What do you mean, poor people should have tasty food?

Pretty regularly you get not poor people all over (social) media being upset at the idea that poor people might eat something other than oats. Like buying a birthday cake on food stamps or the whole rule where you cannot buy hot food on food stamps which is only good for punishing people who may not even have cooking facilities. Or the recent scandal in the UK where the families that qualify for free school lunch got food hampers instead of a voucher, because they might buy something the Tories don’t approve of. Basically the same people who will tell you that all Cubans receiving staples of rice and beans is a horrible sign of socialism will demand that poor people in capitalism never eat anything but staples.

 

But sometimes “the left” isn’t any better and all signs of people enjoying food is seen as decadence. Last summer somebody dared to post a picture of her lunch, doing basically the thing social media was invented for, and received hate and harsh criticism for, checks note, basically having an unconstructed sandwich for lunch. Now, the ultimate irony is of course that in France a charcuterie board is probably the most “paysanne”  (rural and down to earth) lunch ever and nobody in the country of foi gras would think it bourgeois, but I guess for some people anybody having food that is not shitty (and has been that shitty for at least three generations) must be condemned as a sign of being a member of the elites.

You think that’s funny? Here’s one even funnier: You take an item that used to be present in every kitchen like the good old cast iron skillet, but got often thrown away as “new” things like teflon coated frying pans came up (making their descendants have to buy them again, thank you, grandma…) and declare them to be bourgeois. I mean, unless you decide you need Le Creuset in your life, they are not even expensive new and you can get them second hand because they are practically indestructible (unlike the silly teflon coated ones).
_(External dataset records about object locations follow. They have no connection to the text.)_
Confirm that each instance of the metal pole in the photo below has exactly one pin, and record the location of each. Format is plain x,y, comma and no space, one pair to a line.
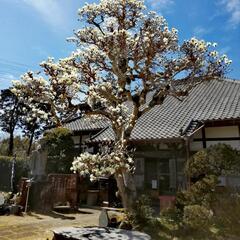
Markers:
27,197
13,173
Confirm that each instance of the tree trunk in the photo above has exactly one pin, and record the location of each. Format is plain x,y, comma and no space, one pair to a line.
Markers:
127,189
30,143
11,144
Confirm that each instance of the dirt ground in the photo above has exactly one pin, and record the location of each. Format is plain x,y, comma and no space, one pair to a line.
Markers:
35,226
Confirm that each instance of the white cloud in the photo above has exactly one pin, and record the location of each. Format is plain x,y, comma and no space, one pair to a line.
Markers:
200,31
160,4
51,11
233,8
6,80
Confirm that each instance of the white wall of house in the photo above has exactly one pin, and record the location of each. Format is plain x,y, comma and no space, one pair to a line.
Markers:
217,132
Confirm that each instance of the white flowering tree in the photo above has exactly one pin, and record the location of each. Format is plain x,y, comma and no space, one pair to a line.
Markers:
123,53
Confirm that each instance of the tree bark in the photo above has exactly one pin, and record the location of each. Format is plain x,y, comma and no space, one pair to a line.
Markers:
30,142
11,144
127,189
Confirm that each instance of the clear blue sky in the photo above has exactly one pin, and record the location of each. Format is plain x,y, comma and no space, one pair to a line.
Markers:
32,30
Which gets me to a hypothesis: The people attacking others for enjoying food are simply bad cooks. They themselves have no idea about how to prepare a tasty meal, regardless of whether the ingredients are cheap or expensive (tonight’s dinner: griddle cakes. Most expensive item: an avocado as a side dish. Cost per person: 1.50, including the avocado). And because they can only get good food when eating out, they equate good food with luxury. They would totally buy a cast iron skillet just to let it rust  (and put it in the dishwasher occasionally because it looks icky), but then they get angry at not being able to use it, so they have to declare it a “hallmark of bourgeois life”.

 

So, what’s the food or cooking item you’ve been shamed for because it was deemed “too bourgeois” (for a commoner like you)?